And so, when he’s approached at the end of the episode with more support from resident comedy relief Dr. Dante (Juan Javier Cardenas), while staring off into the distance and once again having PTSD flashbacks, our concern for the wellbeing of both characters understandably begins to rise. As the scene goes on, Siddiq has what you would charitably call “a crazy look in his eyes.” He sees a vision of Dante as—gasp—one of the Whisperers who initially was involved with abduction and killing of all his friends. His eyes flick to the nearby axe, and we, the audience, think “Oh no Siddiq, don’t go and do something crazy.” Dante, seeing what is going down, leaps at the same time as Siddiq and grabs his friend, restraining him in the only way he can, restricting his airflow until Siddiq is placated and no longer a threat to himself and others. It’s harsh, but it had to be done for both of their safeties.
Clearly, we just watched Dante save Siddiq’s life, and his own. Right?

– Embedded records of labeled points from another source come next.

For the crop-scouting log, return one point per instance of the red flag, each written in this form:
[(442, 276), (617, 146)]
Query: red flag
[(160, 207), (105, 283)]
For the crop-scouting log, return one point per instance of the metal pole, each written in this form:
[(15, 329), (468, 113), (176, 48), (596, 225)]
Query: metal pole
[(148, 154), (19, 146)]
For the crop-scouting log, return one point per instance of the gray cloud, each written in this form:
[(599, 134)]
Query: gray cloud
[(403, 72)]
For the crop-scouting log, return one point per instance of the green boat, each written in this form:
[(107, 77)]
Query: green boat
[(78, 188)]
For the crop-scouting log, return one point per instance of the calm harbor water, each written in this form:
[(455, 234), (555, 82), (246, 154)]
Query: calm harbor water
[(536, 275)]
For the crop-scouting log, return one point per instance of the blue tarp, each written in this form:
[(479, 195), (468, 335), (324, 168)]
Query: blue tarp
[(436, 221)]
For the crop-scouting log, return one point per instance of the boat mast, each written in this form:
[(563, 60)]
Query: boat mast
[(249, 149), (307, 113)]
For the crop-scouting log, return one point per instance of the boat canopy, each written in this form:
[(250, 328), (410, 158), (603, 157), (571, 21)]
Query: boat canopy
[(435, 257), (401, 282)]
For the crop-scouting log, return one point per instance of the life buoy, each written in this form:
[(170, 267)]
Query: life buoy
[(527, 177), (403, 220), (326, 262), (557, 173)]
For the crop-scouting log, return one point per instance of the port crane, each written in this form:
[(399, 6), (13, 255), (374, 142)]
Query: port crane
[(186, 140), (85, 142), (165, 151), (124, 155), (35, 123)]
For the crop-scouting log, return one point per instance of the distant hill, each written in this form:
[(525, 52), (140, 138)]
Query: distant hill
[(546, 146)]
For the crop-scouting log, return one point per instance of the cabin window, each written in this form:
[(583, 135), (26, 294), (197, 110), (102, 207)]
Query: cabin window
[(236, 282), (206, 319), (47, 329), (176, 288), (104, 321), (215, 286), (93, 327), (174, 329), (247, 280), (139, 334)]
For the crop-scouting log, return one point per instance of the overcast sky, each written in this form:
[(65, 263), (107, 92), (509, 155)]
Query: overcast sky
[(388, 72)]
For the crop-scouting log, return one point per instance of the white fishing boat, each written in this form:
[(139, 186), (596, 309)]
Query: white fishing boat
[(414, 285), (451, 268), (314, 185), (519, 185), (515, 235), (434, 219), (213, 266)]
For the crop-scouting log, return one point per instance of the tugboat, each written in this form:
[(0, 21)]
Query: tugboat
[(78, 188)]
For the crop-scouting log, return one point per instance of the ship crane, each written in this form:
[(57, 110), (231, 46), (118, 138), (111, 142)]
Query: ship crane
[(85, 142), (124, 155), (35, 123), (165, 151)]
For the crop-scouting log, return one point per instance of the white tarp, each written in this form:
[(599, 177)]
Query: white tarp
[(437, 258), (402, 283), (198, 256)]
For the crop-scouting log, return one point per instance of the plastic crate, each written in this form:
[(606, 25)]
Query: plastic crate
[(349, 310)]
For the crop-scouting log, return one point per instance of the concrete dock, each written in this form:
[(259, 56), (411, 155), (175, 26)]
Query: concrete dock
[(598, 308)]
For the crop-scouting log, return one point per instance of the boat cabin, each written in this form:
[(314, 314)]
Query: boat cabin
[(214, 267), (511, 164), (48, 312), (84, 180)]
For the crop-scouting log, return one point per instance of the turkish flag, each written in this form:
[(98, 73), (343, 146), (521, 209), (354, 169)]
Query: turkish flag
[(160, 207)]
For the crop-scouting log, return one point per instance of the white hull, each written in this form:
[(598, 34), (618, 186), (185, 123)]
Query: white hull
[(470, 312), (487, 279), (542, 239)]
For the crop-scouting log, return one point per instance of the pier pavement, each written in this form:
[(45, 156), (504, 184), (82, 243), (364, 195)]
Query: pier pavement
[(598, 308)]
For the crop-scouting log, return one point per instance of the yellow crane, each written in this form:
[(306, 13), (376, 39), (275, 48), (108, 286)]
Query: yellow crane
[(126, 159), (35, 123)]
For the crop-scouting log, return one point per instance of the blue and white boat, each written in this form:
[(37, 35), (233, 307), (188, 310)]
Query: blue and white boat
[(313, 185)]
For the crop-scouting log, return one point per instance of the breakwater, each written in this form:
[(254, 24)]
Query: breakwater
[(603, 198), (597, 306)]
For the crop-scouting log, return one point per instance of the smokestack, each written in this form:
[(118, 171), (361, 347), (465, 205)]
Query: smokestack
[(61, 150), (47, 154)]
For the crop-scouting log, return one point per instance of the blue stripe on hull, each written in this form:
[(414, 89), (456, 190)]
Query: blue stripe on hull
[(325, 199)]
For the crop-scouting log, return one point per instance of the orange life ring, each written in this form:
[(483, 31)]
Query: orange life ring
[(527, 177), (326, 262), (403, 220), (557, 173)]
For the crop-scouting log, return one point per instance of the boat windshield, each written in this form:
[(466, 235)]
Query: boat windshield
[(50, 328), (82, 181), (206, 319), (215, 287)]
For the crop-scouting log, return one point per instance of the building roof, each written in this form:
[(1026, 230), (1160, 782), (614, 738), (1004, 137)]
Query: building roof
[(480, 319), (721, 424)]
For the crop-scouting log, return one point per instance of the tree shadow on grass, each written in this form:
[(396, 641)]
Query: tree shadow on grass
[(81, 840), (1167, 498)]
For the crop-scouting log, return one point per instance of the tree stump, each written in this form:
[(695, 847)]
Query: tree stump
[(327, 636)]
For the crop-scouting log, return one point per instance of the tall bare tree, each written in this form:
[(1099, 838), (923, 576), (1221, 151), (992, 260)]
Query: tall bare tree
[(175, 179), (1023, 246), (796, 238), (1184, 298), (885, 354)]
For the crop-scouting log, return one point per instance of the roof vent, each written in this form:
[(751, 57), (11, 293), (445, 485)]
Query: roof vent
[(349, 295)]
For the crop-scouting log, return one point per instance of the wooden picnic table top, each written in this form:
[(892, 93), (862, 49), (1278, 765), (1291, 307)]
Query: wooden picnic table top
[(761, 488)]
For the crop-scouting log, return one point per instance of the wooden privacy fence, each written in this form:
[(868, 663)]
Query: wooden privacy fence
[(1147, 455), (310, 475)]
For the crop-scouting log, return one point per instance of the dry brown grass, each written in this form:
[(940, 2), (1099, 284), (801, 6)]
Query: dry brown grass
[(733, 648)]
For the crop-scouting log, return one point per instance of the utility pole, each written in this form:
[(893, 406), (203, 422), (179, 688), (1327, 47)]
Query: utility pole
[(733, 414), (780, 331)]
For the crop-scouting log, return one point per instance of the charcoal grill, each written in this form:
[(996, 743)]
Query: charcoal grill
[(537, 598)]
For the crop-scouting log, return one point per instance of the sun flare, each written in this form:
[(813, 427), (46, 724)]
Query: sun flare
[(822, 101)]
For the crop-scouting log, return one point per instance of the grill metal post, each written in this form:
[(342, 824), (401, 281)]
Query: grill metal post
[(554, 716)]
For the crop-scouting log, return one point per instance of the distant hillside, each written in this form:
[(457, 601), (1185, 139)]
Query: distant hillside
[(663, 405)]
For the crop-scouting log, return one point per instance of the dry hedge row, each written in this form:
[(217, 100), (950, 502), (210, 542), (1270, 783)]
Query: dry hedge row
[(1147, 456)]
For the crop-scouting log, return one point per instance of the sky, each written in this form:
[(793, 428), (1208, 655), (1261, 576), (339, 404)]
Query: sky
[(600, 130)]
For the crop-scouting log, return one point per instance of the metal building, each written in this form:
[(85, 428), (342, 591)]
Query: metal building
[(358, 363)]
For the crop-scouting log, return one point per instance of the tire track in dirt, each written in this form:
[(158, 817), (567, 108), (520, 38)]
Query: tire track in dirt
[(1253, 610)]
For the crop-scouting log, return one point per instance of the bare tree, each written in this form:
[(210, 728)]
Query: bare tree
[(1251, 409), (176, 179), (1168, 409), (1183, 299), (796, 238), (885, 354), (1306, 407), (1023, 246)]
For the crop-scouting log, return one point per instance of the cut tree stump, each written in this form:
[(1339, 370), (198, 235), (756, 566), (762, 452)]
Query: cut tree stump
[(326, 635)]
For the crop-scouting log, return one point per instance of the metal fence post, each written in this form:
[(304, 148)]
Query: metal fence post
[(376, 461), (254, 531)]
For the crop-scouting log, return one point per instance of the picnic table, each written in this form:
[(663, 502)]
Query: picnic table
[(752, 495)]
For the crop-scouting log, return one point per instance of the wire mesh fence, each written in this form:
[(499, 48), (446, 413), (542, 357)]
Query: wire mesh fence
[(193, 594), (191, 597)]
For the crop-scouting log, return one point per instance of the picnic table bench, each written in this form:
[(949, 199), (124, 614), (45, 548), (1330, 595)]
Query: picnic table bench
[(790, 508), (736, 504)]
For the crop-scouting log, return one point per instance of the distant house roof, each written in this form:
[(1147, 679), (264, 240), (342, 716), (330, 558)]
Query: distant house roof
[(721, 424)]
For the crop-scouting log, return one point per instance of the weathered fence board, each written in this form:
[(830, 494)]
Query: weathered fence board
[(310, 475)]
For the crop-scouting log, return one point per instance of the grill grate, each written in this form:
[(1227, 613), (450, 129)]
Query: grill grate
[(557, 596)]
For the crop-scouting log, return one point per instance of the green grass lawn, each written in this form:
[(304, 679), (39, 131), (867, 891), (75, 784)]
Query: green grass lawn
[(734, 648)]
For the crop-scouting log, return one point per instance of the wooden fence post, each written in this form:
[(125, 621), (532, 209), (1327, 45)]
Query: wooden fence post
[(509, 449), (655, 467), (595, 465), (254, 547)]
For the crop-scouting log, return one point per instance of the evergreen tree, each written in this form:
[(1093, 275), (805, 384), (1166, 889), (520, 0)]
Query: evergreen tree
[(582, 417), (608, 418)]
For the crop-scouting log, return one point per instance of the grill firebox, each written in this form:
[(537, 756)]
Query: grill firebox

Nope. As Hardwick helpfully points out, we actually just watched Siddiq be murdered. Dante is in fact somehow a Whisperer double agent; one who has been undermining and gaslighting Siddiq ever since all those heads were put on pikes. Despite the fact that the entire episode was built around the idea that Siddiq was constantly hallucinating and that his senses could not be trusted, his death scene throws away all that ambivalence—everything is exactly as his irrational mind deduced. Dante isn’t restraining his friend—he’s choking his enemy to death for realizing his identity.